In tests, devices made with the company’s OptoCeramic materials have been proven reliable and rugged, surviving high humidity and repeated cycles of temperature swings from -40 to 70 °C (-40 to 158 °F) without degraded performance. Because the ceramic requires only a small electric field to change its optical properties, the devices are compact and easily controlled.

As an added advantage, being polycrystalline ceramics, the materials can be made by hot-pressing, a process much cheaper and easier than growing crystals such as lithium niobate.

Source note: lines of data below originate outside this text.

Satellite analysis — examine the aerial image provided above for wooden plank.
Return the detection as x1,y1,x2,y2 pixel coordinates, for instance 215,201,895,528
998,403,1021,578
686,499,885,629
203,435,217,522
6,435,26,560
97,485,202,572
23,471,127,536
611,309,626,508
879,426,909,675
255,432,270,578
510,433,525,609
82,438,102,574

In addition to telecommunication companies, BATi counts among its customers defense contractors, universities, and research institutes, and the company is planning to turn its electro-optic ceramics to the medical imaging business. Under two Small Business Technology Transfer contracts with Johnson Space Center in 2004, the company worked on a polarization imaging device for cell and tissue analysis and diagnostics that has been awarded two patents.

The device works by understanding how different substances alter the polarization of light differently, with each having its own “polarization signature” that can be used to identify it, Zou explains. Central to the medical imaging device, which BATi developed in cooperation with Catholic University of America and Georgetown University, is a fast-tunable phase retarder made of electro-optic ceramic. The company hopes the technology will prove useful not only for commercial medical applications, from early detection of diseased cells to microscopic tissue analysis, but also for industrial material research, target acquisition and identification for astronomy and defense, and NASA’s work in biological and medical molecular studies in microgravity.

All this from a substance BATi demonstrated for a NASA lidar system. “That contract gave us the initial push to get into electro-optical switching,” Zou says.